Jerusalem

Procedures designed to supervise animal experiments in Israel have not been properly implemented, says the government's main watchdog.

In a strongly worded report released on 29 June, the state comptroller said that processes written into a 1994 law to govern animal experimentation have never come into effect.

The National Regulatory Council on Animal Trials, which was set up in 1994 to establish rules for experiments on animals and to oversee them in universities and other research labs, has not operated in full accordance with the law, the report says.

The animal-welfare law states that scientists should only use animals in experiments if they can demonstrate that no alternatives are available. It says they should restrict the number of animals used to a minimum and never make laboratory animals suffer unnecessarily. “In practice, the issue of alternatives has not advanced much during the council's tenure,” the report finds.

The National Committee to Approve Animal Experiments, which the council established to apply the law, has not functioned since its last chairman resigned two years ago, the report says.

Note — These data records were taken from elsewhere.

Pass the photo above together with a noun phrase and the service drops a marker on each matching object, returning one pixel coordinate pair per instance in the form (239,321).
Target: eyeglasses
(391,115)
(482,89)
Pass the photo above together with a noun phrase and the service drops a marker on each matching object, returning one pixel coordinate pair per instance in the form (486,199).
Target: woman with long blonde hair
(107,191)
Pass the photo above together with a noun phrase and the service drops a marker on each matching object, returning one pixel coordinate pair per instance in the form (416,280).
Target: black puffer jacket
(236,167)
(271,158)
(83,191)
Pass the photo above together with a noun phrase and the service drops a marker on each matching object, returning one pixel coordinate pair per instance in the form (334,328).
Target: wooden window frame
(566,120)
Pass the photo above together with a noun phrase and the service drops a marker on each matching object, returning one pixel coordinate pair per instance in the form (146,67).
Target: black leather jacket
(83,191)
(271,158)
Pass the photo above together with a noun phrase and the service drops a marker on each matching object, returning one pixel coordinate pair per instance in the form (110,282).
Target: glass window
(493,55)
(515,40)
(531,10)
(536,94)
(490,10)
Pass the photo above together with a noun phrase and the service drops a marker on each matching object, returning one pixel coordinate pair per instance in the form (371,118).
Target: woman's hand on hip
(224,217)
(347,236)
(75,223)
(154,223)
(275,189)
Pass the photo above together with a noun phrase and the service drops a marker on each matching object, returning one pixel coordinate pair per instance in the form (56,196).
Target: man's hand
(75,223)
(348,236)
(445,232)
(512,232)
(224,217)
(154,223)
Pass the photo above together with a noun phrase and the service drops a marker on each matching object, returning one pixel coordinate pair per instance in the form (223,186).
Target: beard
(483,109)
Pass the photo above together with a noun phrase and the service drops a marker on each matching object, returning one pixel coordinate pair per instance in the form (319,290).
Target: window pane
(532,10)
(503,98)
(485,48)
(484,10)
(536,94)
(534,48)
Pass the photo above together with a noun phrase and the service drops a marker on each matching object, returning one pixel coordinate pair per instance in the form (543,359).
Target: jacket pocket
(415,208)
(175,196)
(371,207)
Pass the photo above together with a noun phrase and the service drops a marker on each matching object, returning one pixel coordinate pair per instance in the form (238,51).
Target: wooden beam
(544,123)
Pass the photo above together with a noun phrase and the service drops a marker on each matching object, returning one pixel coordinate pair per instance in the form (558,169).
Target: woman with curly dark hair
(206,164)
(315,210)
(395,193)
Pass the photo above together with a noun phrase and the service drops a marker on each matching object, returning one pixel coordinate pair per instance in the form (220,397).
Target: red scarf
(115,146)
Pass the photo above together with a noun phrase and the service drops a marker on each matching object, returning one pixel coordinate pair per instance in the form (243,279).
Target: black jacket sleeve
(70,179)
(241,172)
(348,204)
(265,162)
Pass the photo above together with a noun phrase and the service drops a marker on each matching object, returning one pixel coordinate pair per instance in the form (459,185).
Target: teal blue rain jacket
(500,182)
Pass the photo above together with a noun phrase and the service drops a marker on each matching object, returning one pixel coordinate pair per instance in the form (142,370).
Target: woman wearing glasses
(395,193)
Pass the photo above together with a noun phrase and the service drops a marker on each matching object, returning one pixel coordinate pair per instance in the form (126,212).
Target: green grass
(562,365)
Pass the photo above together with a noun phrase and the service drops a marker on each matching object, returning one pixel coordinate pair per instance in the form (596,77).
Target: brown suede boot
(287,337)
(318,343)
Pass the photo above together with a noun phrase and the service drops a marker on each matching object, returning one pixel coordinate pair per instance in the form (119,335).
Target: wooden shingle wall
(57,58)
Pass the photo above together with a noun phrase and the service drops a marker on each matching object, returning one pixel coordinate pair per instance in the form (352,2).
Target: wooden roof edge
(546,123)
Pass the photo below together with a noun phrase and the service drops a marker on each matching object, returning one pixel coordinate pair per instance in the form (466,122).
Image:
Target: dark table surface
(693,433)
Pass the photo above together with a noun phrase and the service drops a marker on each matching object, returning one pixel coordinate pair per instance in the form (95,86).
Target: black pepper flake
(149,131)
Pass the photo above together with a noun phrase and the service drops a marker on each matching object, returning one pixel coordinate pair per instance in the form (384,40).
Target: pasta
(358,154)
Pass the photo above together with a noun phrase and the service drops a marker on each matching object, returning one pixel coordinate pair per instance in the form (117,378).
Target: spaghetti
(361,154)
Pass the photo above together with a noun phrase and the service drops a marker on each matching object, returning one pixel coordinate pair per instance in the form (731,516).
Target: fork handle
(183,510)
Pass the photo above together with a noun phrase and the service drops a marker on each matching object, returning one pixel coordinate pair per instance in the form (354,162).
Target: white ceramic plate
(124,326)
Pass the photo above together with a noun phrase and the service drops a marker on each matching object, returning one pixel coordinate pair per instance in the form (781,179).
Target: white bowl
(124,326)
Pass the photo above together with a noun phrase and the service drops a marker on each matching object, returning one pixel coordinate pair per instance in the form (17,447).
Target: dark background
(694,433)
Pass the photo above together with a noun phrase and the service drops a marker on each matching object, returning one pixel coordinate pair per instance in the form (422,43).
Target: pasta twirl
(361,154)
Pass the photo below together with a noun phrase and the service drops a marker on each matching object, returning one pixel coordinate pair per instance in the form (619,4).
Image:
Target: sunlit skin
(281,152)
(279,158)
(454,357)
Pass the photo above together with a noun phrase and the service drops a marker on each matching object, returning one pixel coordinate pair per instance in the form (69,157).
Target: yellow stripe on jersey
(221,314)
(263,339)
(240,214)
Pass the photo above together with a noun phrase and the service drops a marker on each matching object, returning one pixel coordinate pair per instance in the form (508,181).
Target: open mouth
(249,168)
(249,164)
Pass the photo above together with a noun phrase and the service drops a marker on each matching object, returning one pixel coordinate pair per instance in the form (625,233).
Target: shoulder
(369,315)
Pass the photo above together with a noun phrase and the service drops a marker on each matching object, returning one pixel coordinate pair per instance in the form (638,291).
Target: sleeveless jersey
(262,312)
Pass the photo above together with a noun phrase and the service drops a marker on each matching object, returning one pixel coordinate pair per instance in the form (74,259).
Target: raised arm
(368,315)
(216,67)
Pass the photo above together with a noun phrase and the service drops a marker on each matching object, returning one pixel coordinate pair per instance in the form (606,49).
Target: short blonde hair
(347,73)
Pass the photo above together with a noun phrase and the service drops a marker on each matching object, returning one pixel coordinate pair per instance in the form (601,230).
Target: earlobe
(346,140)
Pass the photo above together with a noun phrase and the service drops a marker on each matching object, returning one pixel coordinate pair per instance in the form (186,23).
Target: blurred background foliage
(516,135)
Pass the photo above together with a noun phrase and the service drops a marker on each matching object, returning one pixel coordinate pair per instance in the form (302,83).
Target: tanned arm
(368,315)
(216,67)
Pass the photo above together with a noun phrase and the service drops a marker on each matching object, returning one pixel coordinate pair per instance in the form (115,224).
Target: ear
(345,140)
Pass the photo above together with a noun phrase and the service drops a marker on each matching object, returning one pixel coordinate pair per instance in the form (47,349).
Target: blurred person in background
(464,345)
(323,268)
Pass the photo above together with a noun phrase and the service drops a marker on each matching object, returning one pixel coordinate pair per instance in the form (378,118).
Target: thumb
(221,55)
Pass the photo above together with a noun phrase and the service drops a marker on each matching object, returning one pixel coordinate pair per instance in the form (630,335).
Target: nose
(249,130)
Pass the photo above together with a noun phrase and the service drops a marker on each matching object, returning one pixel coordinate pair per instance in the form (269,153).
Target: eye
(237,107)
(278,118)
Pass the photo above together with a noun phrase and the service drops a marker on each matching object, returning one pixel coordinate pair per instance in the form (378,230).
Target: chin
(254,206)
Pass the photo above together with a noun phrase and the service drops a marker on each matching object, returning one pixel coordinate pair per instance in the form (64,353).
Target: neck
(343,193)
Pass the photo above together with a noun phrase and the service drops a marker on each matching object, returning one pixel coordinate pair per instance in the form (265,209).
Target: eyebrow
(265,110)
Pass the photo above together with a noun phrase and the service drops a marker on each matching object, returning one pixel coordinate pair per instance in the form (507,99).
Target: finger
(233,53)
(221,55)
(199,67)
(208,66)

Since then, individual institutions have established internal review committees to oversee their experiments, as the law permits. But the comptroller says that these committees have not represented non-biologists, as the law requires.

Ehud Ziv, a physician at the Hebrew University of Jerusalem's Medical School who became chair of the council on 1 July, says he welcomes the comptroller's report. He disputes the idea that the council has had no effect, however, citing a continuing decline in the number of animals used in individual experiments. In 2002, some 290,000 animals were used in experiments at 48 institutions in the country, according to figures collected by the council.

Some biologists sought to play down the comptroller's criticisms. “It's a standard report,” says Alex Tsafriri, a biologist at the Weizmann Institute of Science in Rehovot. Tsafriri is chairman of the Interuniversity Forum for Medical Sciences in Israel, a body set up by Israeli universities to defend the use of animals in science. “It's not surprising to find some creases in the implementation of a ten-year-old law.”